I terminated the coupler's output with a 50-ohm load, then made measurements with both VNA's:
At first glance it appears that the trace presented by the FF is much flatter over its range than that of the nano. But take a look at the vertical axis of each graph and note that I had the FF's display adjusted for a more compressed scale (sorry about that). If the graph of the VNA-Saver's display were similarly compressed, its trace would appear much flatter than shown.
Both VNA's are within 1 dB of each other over the entire range of the coupler.
Next was a bandpass filter for 980-1150 MHz:
- Insertion loss was -1.05 dB on the FF; -1.18 dB on the nano
- 30 dB bandwidth on the FF was 338 MHz; on the nano it was 351 MHz
- 60 dB bandwidth on the FF was 520 MHz; on the nano it was 527 MHz.
Next was a 25ft/7.6m length of Times Microwave RG-214 with N-connectors on each end. This simple test, with nothing more complex than coaxial cable, would speak volumes about the nano's ability to operate accurately at microwave frequencies.
I set up (and re-calibrated) both VNA's to measure the cable loss between 3.0 and 4.0 GHz and, not surprisingly, this is where the most significant difference existed between the two VNA's. But even at the upper limit of their frequency range, the biggest difference was only 1.4 dB.
Finally I decided to use the nanoVNA to have another look at the RG-214 - but this time, I cleared the calibration files and then re-calibrated it with the SMA terminations that were included with it. Same cable, same nanoVNA, different calibration standards.
The two traces look almost identical:
A 4 GHz FieldFox costs $12,000 - this does not include the calibration terminations - they're an additional $800. We have ours professionally calibrated every year in June - the one used for these comparisons was just calibrated.
The nanoVNA costs $160, includes three SMA terminations (SOL) and has no means of being internally calibrated.

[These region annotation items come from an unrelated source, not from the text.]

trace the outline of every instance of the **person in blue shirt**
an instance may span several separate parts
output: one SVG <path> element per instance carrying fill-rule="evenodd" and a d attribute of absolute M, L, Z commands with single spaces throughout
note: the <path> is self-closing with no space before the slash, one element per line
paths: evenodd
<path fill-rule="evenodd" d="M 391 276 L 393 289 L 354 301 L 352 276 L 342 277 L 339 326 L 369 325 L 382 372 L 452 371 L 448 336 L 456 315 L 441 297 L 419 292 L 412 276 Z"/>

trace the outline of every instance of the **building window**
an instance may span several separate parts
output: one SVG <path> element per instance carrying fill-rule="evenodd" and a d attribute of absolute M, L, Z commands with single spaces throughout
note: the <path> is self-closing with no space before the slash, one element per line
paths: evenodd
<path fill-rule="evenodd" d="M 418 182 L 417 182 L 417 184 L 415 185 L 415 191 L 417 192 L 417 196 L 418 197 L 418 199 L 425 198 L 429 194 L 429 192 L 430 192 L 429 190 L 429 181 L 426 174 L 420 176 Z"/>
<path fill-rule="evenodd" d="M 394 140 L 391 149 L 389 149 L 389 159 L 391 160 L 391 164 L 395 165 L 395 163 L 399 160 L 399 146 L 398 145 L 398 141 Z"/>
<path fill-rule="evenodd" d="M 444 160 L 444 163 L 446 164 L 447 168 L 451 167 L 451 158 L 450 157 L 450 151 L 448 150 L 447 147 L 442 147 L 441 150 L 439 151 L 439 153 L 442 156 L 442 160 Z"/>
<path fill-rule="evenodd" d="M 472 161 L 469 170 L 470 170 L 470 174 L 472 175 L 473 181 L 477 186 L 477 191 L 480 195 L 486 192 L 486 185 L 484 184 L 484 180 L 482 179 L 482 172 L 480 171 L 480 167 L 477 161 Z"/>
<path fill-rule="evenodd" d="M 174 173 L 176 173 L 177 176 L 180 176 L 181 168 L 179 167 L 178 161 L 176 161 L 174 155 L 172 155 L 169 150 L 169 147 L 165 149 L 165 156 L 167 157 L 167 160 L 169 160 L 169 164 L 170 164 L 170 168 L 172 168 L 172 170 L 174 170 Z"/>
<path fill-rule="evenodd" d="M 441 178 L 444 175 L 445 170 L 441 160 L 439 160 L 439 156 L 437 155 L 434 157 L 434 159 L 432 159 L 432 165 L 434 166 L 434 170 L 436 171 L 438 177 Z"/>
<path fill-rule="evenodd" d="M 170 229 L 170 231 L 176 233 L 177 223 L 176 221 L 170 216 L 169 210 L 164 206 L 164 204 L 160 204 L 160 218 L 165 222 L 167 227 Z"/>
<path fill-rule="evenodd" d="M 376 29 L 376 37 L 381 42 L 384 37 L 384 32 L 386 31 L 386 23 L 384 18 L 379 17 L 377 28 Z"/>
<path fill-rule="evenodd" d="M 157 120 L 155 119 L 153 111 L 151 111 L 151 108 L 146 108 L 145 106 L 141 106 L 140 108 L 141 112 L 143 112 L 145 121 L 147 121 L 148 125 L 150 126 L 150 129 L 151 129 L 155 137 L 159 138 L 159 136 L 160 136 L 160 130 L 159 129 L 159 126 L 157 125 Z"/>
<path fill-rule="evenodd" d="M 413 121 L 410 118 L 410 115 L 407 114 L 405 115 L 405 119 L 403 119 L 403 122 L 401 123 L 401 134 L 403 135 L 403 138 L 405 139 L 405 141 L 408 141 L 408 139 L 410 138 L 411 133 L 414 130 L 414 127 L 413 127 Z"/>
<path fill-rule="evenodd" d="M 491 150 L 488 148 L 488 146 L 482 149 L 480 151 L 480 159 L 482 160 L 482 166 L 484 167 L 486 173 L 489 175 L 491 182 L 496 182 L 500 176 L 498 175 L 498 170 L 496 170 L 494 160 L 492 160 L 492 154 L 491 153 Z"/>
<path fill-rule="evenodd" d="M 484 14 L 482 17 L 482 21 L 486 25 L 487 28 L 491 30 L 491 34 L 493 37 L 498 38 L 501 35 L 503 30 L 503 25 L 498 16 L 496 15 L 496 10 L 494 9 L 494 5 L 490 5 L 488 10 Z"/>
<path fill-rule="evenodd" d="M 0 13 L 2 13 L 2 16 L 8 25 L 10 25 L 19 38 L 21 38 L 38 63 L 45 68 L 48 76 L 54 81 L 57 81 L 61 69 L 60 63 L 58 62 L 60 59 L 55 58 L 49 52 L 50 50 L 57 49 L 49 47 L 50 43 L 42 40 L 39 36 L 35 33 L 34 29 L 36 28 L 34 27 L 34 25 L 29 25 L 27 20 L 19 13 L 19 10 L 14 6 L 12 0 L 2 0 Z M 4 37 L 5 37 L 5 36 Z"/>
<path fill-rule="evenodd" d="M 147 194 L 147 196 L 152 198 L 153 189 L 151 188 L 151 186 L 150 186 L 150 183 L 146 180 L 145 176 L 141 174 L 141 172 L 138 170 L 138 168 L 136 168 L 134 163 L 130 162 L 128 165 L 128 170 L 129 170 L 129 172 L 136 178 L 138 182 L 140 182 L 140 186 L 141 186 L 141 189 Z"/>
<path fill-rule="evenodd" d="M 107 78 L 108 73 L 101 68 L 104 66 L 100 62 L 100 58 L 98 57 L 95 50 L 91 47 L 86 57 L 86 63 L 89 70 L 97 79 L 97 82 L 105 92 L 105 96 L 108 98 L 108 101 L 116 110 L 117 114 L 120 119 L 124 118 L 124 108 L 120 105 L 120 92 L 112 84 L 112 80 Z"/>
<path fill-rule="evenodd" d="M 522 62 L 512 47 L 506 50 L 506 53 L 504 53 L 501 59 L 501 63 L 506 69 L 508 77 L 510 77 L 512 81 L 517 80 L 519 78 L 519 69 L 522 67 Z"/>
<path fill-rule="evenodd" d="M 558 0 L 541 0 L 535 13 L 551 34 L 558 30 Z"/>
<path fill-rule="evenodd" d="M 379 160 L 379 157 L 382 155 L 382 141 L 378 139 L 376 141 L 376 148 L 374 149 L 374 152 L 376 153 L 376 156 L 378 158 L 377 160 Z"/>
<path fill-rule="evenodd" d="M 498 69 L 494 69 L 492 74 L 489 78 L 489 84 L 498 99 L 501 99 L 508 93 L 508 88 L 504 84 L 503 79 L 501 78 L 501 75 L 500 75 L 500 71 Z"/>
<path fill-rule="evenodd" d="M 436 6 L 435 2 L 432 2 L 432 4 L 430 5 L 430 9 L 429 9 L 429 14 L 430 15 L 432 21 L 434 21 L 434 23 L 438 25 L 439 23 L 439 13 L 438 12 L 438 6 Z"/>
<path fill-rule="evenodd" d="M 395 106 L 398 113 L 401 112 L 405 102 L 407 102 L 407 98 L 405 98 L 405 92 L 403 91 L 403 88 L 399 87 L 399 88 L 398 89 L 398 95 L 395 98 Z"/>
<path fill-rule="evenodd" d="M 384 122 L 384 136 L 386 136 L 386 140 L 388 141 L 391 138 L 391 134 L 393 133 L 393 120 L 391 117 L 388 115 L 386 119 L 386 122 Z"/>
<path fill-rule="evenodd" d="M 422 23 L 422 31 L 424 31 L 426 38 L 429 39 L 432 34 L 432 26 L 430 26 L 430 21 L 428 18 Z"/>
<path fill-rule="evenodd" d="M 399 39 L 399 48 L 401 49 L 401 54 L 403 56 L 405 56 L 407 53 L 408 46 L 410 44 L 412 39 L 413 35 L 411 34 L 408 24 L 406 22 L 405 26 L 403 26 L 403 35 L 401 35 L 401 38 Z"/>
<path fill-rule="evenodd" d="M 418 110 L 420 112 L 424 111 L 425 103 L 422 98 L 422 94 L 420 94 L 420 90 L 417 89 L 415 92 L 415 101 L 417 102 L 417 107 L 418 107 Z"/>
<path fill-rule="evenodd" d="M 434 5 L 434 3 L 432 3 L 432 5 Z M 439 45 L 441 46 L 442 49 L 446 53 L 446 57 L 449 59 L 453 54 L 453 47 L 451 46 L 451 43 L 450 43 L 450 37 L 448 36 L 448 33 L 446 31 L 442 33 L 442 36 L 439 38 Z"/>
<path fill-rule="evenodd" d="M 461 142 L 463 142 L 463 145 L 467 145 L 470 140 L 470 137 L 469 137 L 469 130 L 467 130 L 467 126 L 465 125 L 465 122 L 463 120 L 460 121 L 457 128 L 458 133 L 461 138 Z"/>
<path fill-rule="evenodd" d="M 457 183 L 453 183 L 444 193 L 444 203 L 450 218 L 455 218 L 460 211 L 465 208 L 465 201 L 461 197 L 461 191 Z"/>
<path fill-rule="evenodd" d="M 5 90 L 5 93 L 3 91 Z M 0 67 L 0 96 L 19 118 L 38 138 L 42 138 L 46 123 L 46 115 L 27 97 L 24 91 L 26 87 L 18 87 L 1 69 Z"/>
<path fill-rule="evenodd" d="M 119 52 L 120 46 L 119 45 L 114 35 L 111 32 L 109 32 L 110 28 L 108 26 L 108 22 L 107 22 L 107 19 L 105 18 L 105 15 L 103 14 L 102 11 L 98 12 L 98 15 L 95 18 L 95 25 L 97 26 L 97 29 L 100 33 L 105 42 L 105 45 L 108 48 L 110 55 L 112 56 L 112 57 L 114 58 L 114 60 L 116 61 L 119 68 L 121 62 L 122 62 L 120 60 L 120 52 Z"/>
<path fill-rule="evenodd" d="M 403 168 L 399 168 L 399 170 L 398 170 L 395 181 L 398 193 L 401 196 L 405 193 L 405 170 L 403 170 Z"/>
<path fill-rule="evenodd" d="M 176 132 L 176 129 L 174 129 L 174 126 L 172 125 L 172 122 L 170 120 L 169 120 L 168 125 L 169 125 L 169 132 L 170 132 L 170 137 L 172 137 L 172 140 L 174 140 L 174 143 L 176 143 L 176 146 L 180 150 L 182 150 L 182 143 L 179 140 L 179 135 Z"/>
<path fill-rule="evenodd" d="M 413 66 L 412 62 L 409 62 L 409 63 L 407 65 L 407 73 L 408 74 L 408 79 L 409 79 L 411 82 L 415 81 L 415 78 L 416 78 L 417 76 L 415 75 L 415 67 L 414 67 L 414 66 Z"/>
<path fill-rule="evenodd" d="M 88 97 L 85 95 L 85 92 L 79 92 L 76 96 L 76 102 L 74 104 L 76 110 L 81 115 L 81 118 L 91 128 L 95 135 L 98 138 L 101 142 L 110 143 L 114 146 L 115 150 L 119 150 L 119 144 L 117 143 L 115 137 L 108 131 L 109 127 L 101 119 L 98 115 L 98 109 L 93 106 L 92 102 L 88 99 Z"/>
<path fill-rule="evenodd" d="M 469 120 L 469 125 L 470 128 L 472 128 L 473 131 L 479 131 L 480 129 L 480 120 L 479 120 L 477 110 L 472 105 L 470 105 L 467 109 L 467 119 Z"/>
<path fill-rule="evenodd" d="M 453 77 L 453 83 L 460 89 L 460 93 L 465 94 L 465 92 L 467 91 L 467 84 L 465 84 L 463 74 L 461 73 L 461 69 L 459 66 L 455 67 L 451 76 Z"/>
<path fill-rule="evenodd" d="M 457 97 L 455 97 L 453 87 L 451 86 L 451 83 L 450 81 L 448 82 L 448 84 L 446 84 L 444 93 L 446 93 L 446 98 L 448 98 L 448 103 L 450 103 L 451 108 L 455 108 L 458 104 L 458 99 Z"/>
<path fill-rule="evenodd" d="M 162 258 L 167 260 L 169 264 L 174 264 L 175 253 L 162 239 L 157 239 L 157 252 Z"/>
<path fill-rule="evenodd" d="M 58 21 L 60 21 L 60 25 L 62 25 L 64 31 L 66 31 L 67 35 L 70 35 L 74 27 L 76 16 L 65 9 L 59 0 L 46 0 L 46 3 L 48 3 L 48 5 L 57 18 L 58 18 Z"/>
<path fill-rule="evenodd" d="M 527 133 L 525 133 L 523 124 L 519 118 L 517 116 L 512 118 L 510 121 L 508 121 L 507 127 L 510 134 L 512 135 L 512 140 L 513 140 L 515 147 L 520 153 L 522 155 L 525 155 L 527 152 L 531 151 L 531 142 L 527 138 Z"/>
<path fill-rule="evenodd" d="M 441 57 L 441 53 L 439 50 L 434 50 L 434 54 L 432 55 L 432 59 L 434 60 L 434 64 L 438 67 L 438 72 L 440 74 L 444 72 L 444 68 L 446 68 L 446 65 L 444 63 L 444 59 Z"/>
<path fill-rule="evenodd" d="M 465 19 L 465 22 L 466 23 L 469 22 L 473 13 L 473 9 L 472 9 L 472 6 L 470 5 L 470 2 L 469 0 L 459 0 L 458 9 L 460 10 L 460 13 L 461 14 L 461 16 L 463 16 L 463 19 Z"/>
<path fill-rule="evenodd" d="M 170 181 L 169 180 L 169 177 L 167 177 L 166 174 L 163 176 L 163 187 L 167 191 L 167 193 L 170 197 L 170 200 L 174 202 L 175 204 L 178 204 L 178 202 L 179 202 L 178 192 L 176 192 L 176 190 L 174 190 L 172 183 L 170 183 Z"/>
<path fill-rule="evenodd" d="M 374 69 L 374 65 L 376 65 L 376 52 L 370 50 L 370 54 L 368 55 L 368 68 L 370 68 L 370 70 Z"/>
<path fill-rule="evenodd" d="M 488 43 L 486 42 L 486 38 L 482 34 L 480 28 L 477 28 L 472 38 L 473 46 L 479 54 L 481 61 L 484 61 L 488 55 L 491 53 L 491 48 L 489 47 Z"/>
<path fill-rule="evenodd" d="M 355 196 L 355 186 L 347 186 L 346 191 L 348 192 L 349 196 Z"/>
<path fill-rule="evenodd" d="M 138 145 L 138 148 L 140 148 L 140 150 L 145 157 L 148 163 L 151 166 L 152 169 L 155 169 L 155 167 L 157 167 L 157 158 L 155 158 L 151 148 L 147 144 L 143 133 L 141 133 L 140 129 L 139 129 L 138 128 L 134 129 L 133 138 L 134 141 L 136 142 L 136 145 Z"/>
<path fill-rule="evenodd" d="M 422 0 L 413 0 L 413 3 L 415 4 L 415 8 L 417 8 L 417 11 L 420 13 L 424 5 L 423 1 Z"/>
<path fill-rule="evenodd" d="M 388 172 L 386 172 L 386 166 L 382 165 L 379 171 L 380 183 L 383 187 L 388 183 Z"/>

How can anyone not be impressed by the close correlation of these two VNA's, especially given the huge price delta? No, I'm not getting paid to say that and am in no way affiliated with anyone having anything to do with nanoVNA sales, development or anything else.
To be fair, the FieldFox is more than a VNA - for starters, it can measure all four S-parameters whereas the nanoVNA's only measure two. Luckily for us hams, the two parameters measured are (by far) the most useful ones.
When I retire, I'll lose access to all this high-dollar stuff that I've grown accustomed to over the years. It's nice to know that affordable test equipment is every bit as accurate in terms of S11 and S21 measurements all the way up to its advertised frequency limit.